Only once before has Xavier been seeded as high as No. 3 — in 2003, when it beat 14th-seeded Troy in Round 1 and was ousted by sixth-seeded Maryland in Round 2. The Musketeers have been a 14th seed three times, most recently in 2006, and in 1991 they upset third-seeded Nebraska.
Xavier won 17 of 18 games from Dec. 28 to March 1 but has since lost twice to St. Joseph's, most recently in the Atlantic-10 semifinals. It lists no true center on the roster, and its best players — Drew Lavender and Stanley Burrell — are guards.

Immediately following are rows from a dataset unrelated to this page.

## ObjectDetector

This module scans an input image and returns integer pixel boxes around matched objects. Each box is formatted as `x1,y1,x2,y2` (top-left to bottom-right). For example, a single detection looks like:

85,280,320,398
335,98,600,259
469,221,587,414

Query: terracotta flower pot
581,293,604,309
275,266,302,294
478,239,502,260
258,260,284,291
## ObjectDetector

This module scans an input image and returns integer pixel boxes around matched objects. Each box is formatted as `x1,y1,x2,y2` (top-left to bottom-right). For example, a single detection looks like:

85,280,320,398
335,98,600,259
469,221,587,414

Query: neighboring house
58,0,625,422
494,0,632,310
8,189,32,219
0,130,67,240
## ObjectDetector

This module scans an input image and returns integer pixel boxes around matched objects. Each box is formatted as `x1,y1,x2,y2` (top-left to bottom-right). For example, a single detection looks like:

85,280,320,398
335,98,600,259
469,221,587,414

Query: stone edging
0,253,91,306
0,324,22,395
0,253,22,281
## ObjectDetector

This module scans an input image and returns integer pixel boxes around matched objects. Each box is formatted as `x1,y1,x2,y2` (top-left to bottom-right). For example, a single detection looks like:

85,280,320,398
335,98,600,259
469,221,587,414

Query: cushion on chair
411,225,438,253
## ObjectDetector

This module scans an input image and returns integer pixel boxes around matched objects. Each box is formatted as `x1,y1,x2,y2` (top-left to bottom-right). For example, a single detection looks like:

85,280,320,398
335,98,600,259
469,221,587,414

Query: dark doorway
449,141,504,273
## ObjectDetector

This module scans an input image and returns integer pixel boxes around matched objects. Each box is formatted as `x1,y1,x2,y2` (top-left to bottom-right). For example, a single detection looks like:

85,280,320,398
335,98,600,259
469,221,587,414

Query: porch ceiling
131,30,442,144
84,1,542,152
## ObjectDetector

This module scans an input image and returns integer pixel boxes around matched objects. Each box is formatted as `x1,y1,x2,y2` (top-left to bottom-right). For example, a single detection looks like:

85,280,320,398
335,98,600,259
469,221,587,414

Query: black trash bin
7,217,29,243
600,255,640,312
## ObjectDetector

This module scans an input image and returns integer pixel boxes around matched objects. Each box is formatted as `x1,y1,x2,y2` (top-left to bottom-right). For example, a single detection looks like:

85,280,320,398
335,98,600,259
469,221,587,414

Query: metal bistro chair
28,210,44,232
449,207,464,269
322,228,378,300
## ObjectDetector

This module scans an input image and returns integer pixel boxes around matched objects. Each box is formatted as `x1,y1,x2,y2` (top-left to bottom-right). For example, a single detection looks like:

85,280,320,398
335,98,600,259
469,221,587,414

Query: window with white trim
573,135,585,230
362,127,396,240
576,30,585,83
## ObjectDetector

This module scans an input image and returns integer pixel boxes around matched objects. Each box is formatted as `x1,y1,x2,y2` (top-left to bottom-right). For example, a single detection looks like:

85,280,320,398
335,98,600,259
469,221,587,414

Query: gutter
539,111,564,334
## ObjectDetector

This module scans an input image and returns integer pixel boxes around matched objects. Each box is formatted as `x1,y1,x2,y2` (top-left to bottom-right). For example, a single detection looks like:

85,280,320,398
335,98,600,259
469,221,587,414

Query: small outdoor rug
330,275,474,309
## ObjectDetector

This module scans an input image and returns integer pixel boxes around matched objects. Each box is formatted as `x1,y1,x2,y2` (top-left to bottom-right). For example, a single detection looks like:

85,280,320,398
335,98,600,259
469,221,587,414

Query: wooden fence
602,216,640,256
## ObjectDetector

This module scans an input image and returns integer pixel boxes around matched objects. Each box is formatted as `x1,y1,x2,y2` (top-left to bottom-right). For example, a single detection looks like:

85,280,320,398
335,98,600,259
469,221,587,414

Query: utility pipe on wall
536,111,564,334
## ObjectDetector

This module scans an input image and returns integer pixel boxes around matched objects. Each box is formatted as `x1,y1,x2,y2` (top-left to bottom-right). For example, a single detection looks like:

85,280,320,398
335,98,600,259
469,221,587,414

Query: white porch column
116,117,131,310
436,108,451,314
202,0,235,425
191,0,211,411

And Georgia, which starts two seniors and two juniors, will have something working for it that no No. 14 ever has: The Bulldogs won't be awed because they hail from a power conference. "That's a huge point," McCarthy said. "They've got a great pedigree. I know they were 4-12, but they still played an SEC schedule."
Lake Kelly coached Austin Peay to its upset of Illinois in 1987. From afar, he detects similarities between his Governors and these Bulldogs. "I always watch the 14th seeds with plenty of interest," Kelly said. "I see Georgia as a lot like us — not great talent, but a good team."
Austin Peay toppled Illinois 68-67 behind an outrageous combination of 3-pointers and power moves from Darryl Bedford, a 6-foot-8, 260-pound center from Campbell High in Smyrna. Bedford tried 15 treys that night, making five.
Kelly, who's retired and living in Flemingsburg, Ky., said "not a day" passes without him recalling that epic night, which very nearly became an epic week. In Round 2 Austin Peay lost to Providence, coached by Rick Pitino, in overtime after missing two free throws in the final minute of regulation. (Billy Donovan hit the tying jumper for the Friars.) Said Kelly: "Somebody said to me, 'If you guys win that game, Pitino is still at Providence today.' "
The season done, Kelly invited Vitale to speak at the team banquet. Arriving in Clarksville, Tenn., he was greeted by Peay players wearing sweatshirts with their names printed upside down.
"Then they said, 'You know we have to do this,' " Kelly said. "And they grabbed him by the ankles and held him upside down."
Kelly, who'd been an assistant at Kentucky under Joe B. Hall, watched Georgia win its conference tournament via TV. "Those people who got to see the SEC games were looking at basketball history," he said. "I don't think we'll see anything like that again. It just shows what kids can do when they put their heart into it."
Question is, how much do the Bulldogs have left? "I don't know what their emotional state will be," said McCarthy, an Auburn assistant in 1985 when the Tigers became the first SEC tournament champion to win four games in four days. "That will determine the kind of game it's going to be against Xavier."
Dickie V. thinks Georgia will win. Conley, who covered the Bulldogs several times during the regular season and throughout their tournament run, admits to filling out his NCAA bracket and picking them to lose.
"But I'm also the guy who didn't think they'd win a game in the SEC tournament," Conley said. "Maybe we should start believing they can actually do this."